The Donald Trump administration's review of U.S. visa policy is "completely separate" from the ongoing discussions with India over data localisation, the official said.
The U.S. State Department spokesperson's remarks came after news reports emerged that the U.S. had told India it was considering a 10-15 percent limit on H-1B visas for countries that had a data localisation policy.
The H-1B visa is a non-immigrant visa that allows U.S. companies to employ foreign workers in speciality occupations that require theoretical or technical expertise.
"The Trump administration's Buy American Hire American Executive Order called for a broad review of US worker visa programmes, including the H-1B programme," the spokesperson said.

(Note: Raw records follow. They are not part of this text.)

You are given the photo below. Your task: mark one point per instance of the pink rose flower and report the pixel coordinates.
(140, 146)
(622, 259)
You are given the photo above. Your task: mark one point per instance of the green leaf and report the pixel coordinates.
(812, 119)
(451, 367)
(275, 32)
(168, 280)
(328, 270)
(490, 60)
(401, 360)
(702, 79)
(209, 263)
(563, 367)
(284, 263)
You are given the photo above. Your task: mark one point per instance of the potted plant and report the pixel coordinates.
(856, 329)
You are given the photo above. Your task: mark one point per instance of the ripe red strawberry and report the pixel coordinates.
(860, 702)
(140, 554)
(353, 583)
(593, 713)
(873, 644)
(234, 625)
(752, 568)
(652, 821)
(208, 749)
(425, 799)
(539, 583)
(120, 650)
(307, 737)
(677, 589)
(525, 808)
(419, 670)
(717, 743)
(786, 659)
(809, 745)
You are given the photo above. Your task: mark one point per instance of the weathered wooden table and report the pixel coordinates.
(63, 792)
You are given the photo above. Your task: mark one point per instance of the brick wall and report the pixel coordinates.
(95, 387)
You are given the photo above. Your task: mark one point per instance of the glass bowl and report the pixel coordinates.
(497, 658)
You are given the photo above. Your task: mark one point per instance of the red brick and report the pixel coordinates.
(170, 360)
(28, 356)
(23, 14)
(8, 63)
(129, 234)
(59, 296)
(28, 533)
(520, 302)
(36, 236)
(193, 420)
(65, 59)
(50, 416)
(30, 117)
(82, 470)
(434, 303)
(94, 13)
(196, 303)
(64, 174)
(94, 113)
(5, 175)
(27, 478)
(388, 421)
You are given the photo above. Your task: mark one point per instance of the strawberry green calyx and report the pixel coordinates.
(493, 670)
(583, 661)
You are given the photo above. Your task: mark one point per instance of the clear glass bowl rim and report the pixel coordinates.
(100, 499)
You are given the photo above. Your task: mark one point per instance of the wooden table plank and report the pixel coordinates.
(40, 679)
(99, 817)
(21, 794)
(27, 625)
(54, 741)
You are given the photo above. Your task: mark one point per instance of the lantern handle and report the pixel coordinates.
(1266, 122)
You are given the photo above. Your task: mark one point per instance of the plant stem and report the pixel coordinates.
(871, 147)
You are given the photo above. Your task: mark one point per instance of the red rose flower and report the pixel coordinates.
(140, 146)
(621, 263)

"This review is not targeted at a specific country and is completely separate from our ongoing discussions with India about the importance of ensuring the free flow of data across the borders," the spokesperson said. "The Trump administration has no plans to place caps on H-1B work visas for nations that force foreign companies to store data locally.”
Two years ago, U.S. President Trump signed the 'Buy American and Hire American' executive order, which seeks to create higher wages and employment rates for American workers and protect their economic interests by rigorously enforcing and administering U.S. immigration laws.
It directed the Department of Homeland Security, in coordination with other agencies, to advance policies to help ensure the H-1B visas are awarded to the most skilled or highest paid beneficiaries.
On Thursday, Ministry of External Affairs spokesperson Raveesh Kumar said no communication has been received on the H-1B visa cap issue from the U.S.
The reported threat by the Trump administration to limit the number of H-1B visas issued to technology professionals would need legislative changes by the Congress, legal experts in the U.S. believe.
Any such move by the U.S. would harm the country, said Rick Rossow of the Center for Strategic and International Studies think-tank. "The move limiting Indians' ability to use the H-1B programme would be a self-harming, short-sighted move for the U.S.," he said.
"India has been an incredible source of much-needed technology talent for the last generation. And workers coming to the United States under the H-1B programme are a crucial people-to-people bridge between our nations," Rossow said.
"The statute just doesn't give them any leeway to do that. They are going to have to look elsewhere for leverage," Lynden Melmeda, former chief counsel at US Citizenship and Immigration Services, told Forbes magazine.
Immigration attorney Cyrus Mehta said, "The Congress would have to amend the law to award fewer H-1B visas to India. The current law does not authorise the U.S. government to discriminate against a certain country within the annual H-1B limit.”
"It is very difficult for the administration to seek an amendment through the Congress given how polarised it is and that the two houses are controlled by different parties,” he added.
According to Alyssa Ayres of the Council on Foreign Relations think-tank, "Since the Congress sets the cap and it is in law (last revised in 2004), I don't get how the administration could just make this change.”
However, William Stock, a founding member of Klasko Immigration Law Partners, said that Trump might use his executive authority to implement such a move.
Stock said that Section 212 (f) of the Immigration and Nationality Act allows the president to define a category of foreign nationals and suspend their entry into the country if that entry is deemed to be detrimental to the interests of the U.S.